La descripción del tratamiento aún experimental de dos años se publica en la revista Nature Medicine; son dos ensayos clínicos que allanan el camino para ampliar en un futuro las terapias personalizadas, pasando de casos "puntuales" a grupos más amplios de pacientes con antecedentes genéticos similares, aseguran los investigadores.
La encefalopatía epiléptica y del desarrollo relacionada con el gen SCN2A es una forma rara y grave de epilepsia infantil y una de las causas más frecuentes de autismo monogénico. La enfermedad está causada por mutaciones puntuales en ese gen, que controla el flujo de iones de sodio hacia las neuronas.
Estas mutaciones provocan una excitabilidad cerebral anómala, lo que da lugar a crisis epilépticas incontroladas, junto con retrasos en el desarrollo, autismo, problemas motores y trastornos gastrointestinales.
La mayoría de estas mutaciones son de novo (no se heredan de los padres) y surgen de forma espontánea, explica un comunicado de la Universidad de California San Diego (EE. UU.).
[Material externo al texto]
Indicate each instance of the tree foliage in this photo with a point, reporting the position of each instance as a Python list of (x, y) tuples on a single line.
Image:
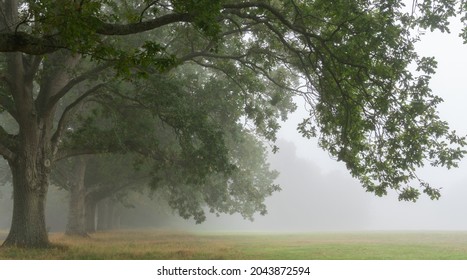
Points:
[(350, 60)]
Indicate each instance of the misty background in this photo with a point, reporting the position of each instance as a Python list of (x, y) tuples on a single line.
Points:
[(318, 194)]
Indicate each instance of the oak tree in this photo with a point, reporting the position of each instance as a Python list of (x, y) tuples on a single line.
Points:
[(366, 108)]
Los fármacos anticonvulsivos tradicionales suelen ser ineficaces y no abordan la causa genética subyacente relacionada con el gen SCN2A.
Ahora, un equipo internacional de investigadores liderado por esta universidad y el Instituto Rady de Medicina Genómica Infantil ha tratado a dos niños con esta afección mediante una terapia génica adaptada a la mutación específica del gen SCN2A de cada uno de ellos.
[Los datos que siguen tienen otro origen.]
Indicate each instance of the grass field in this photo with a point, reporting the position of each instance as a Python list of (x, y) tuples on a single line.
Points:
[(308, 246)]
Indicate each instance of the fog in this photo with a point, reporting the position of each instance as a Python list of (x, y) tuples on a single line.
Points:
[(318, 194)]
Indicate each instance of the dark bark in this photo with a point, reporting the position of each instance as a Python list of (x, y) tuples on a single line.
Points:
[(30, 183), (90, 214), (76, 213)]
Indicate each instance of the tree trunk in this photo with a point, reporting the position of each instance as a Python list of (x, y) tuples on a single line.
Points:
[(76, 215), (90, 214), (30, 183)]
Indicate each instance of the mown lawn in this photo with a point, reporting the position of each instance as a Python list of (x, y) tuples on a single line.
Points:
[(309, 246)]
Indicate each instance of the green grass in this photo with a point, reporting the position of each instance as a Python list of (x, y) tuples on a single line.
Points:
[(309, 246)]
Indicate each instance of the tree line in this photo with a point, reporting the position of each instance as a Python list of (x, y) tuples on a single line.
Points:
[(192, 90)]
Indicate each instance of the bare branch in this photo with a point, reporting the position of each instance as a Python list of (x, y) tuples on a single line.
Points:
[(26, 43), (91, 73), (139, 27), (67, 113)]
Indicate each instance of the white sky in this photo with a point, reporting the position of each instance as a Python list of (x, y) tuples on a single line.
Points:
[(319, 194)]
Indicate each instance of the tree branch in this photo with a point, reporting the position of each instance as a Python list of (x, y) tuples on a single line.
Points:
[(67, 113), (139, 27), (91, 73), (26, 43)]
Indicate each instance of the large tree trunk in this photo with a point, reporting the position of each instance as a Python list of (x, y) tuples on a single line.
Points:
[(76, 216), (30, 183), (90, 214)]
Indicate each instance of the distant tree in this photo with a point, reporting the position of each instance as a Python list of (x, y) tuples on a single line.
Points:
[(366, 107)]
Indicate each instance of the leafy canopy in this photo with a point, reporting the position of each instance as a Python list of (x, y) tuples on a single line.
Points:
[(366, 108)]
En dos ensayos clínicos independientes realizados a lo largo de un período de dos años, los niños, que tenían 9 y 14 años al inicio, mostraron una reducción drástica de la frecuencia de las crisis, además de avances en el desarrollo, con efectos secundarios mínimos, según la misma fuente.
Cada persona tiene dos copias de cada gen y las mutaciones del gen SCN2A afectan solo a una de las dos copias. Los investigadores crearon fragmentos cortos y sintéticos de ADN denominados oligonucleótidos antisentido selectivos de alelo (ASO por sus siglas en inglés), que reconocen regiones inofensivas del ADN situadas junto a la mutación causante de la enfermedad.
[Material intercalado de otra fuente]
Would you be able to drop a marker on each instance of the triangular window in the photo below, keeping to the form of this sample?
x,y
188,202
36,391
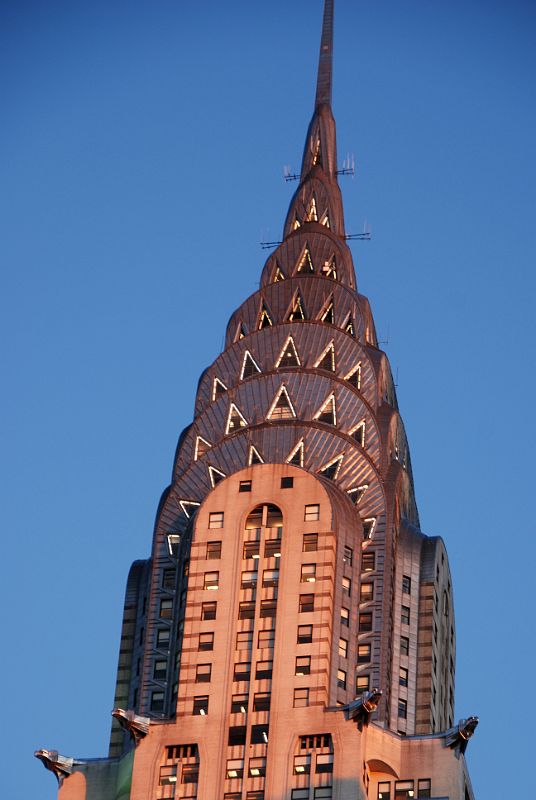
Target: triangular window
x,y
296,455
327,359
249,366
331,470
288,356
349,325
312,215
278,274
254,456
306,263
235,420
189,507
297,312
281,407
265,320
218,388
201,447
215,475
357,493
329,269
358,433
327,412
327,315
317,153
354,376
368,527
"La terapia está diseñada deliberadamente para actuar sobre el diagnóstico genético de cada individuo", detalla Olivia Kim-McManus, una de las científicas del proyecto. "El ASO modifica la expresión genética y las proteínas que se expresan".
La inyección de los ASO bajo anestesia directamente en el líquido cefalorraquídeo silenció la versión mutante del gen, al tiempo que permitió que la otra copia funcionara con normalidad. La terapia se repitió cada dos o tres meses.
Al cabo de dos años, los científicos observaron que el paciente de 9 años, que sufría crisis casi a diario, experimentó una reducción del 26 % en la frecuencia de las mismas, y que el de 14 registró una disminución del 90 % en la reiteración de las crisis, llegando finalmente a tener períodos de días sin crisis.
Ambos pudieron reducir o suspender algunos de sus fármacos anticonvulsivos y también mostraron mejoras en las habilidades lingüísticas y motoras, en el procesamiento sensorial y en los comportamientos adaptativos, con una reducción de aquellos relacionados con el autismo.
El paciente de más edad caminó de forma autónoma por primera vez a los 15 años. Además, sus problemas gastrointestinales crónicos mejoraron, lo que redujo la necesidad de medicación.
"Hemos observado cambios en todos los ámbitos, lo que demuestra que actuar sobre la causa genética subyacente puede producir una mejora cuantificable", concluye Kim-McManus.
Aunque estas terapias aún se encuentran en fase de investigación, proporcionan un modelo para trasladar rápidamente la genética personalizada a los tratamientos, lo que podría acelerar -añade- el desarrollo de terapias para muchas otras enfermedades neurológicas y no neurológicas causadas por mutaciones en un solo gen.